Guide to electronic reading devices for Christmas. Bah humbug.
Faithful readers of this blog already know I’m agin those newfangled gadgets known as e-readers, and why. But I’d be remiss in my duties, as I discuss Christmas ideas, if I didn’t draw your attention to a an article in The New York Times offering buying tips for those who can’t resist the shiniest new gadget.
In the piece Danielle Belopotopsky notes that Amazon’s Kindle doesn’t have the field to itself anymore.
“The Kindle wasn’t the first e-reader on the market, but it came with a built-in advantage: a wireless connection to Amazon’s vast online bookstore,” Belopotopsky writes. “Today, when we think of e-readers, the Kindle comes readily to mind.”
Belopotopsky compares and contrast s the advantages and disadvantages — function, software, interface and all that wacky digital stuff gadget geeks find so irresistible.

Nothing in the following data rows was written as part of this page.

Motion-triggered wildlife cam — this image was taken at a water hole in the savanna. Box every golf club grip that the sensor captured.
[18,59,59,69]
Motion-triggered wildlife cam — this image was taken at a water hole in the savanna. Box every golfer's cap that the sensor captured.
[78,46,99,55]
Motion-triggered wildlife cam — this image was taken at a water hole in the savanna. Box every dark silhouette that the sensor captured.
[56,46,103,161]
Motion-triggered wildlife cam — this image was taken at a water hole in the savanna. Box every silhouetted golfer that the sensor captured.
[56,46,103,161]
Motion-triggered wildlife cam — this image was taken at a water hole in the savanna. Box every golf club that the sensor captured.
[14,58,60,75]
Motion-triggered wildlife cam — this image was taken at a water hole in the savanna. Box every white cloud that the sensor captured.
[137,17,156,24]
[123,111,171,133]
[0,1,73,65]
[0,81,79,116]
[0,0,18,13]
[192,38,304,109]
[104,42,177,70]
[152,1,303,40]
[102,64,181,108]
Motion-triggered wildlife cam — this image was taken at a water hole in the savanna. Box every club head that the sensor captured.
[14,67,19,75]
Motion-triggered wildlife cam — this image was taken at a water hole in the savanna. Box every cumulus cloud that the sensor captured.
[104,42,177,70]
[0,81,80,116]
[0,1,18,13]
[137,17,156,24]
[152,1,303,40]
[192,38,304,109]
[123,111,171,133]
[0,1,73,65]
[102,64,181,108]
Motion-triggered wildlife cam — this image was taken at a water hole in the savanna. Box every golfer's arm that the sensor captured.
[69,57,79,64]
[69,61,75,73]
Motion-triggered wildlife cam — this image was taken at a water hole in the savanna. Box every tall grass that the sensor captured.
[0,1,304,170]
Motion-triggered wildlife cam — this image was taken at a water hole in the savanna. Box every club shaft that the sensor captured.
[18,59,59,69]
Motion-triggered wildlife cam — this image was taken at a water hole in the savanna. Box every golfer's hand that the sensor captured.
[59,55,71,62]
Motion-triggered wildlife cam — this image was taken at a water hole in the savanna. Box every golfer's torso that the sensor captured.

In addition to the Kindle ($259), she considers Barnes & Noble’s Nook ($259), the Sony Reader Touch ($300) and Daily Reader ($400), due to go on sale this month with a slightly larger display and wireless capability.
Also discussed: Que (price TBA), from Plastic Logic, which will be introduced in January, though Belopotosky got an early test drive. Irex, a Dutch company, introduces the DR800SG ($399) this month, with an 8.1-inch touch screen display. Cool-er ($249), from Interead, has limitations, Belopotopsky but it’s lighter than its competitors.
Finally, Belopotopsky examines Disney Digital Books, though it’s a subscription service for Macs and PCs, not an e-reader. For $8.95 a month (or $75.95 yearly), you get accounts for up to three children and access to 500 Disney books.
For the life of me, I can’t understand why anyone would want to pony up $259 or more for a personal reading device — you still have to buy the downloaded book, usually at $9.99. But according to Geoffrey A. Fowler, writing in the Wall Street Journal, something like 900,000 e-readers will arrive under Christmas trees this holiday season.
Fowler calls it the e-reader’s “iPod moment” –but he warns it could turn out to be the device’s “eight-track moment,” too. In other words, are e-readers already obsolete?
Fowler notes that e-readers “restrict the book-reading experience in ways that trusty paperbacks haven’t.” You can’t lend books bought through some e-readers, for example. But makers are trying to address such drawbacks as fast as possible.
“If you have the disposable income and love technology—not books—you should get a dedicated e-reader,” Bob LiVolsi, the founder of BooksOnBoard, the largest independent e-book store, tells Fowler. He advises everyone else to repurpose an old laptop, or buy a cheap netbook for digital reading.
“It will give you a lot more functionality, and better leverages the family income,” LiVolsi says.
No thanks, I’ll stick with the trusty paperback. But for those interested in reading books digitally, Fowler’s article is long and thorough. Combine it with Belopotosky’s buyer’s guide, and you can be an informed consumer.
Are you buying an e-reader for someone this Christmas? Which brand?